Christopher Lockhart
The Construction of a Logline (Get this free PDF.)

Today is a mash-up with screenwriter Jim Uhls (nicknamed Professor Peculiar) of comments he made about pitching years ago on The Dialogue interview with Mike De Luca and a CreativeLive class he gave earlier this year called The Screenwriters Toolkit.

“Usually an original idea nowadays in feature films is not pitched—’Oh, we love that idea’—and they pay you to write it. It’s rarer than rare. But anytime you’re hired to write a feature screenplay, which in this case is usually an adaptation, or some kind of source material. Could just be an idea a producer has, a magazine article or whatever—but whatever it is you have to pitch your take of how you would write this into a screenplay. Pitches of originals come in too. You may need to pitch—not a formal pitch— the [screenplay] you already wrote, to get someone to read it. So the idea of pitching is always there.

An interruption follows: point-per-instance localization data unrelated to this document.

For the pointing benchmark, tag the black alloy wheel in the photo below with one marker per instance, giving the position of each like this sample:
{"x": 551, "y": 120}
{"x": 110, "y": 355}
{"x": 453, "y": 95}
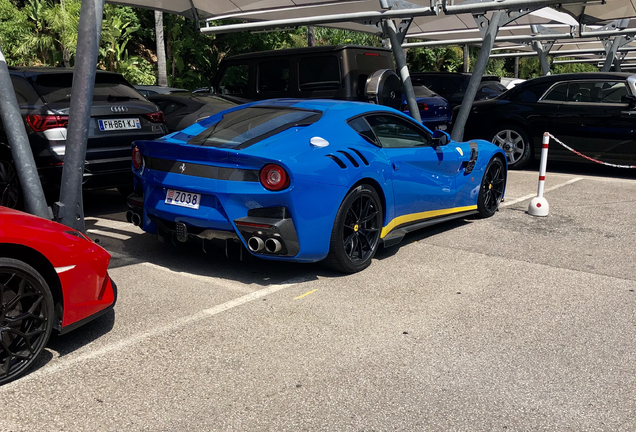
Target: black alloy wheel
{"x": 492, "y": 187}
{"x": 356, "y": 233}
{"x": 516, "y": 143}
{"x": 10, "y": 192}
{"x": 26, "y": 317}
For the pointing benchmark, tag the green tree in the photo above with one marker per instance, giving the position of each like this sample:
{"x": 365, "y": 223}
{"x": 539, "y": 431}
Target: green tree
{"x": 41, "y": 41}
{"x": 14, "y": 29}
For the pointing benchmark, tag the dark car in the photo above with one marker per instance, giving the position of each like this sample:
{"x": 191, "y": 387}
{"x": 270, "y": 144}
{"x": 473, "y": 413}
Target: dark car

“This is a performance of passion. It’s not, ‘I memorized it.’ That’s not the best way to go. It’s also not somebody speaking in a timid voice begging the listener, ‘Please like me and like my idea.’ It is, “I’m going to write this thing and it’s going to be absolutely fantastic—and I’m writing it anyway. Whether you hire me or not—I’M DOING IT.’ Passion. 

“Pitching is really classic salesmanship— I hate it actually. It’s just not something that comes naturally to me. But I have worked out my own system for what I think a pitch should probably be and I’ve used it before. And this does come from newspaper journalism where you start with the head line. I think it helps to start off with a title—like a newspaper article has a headline—and give them the log line. And then go into it.  It’s conversational. ‘Let me tell you a story.’ Just tell it like you were in a bar. 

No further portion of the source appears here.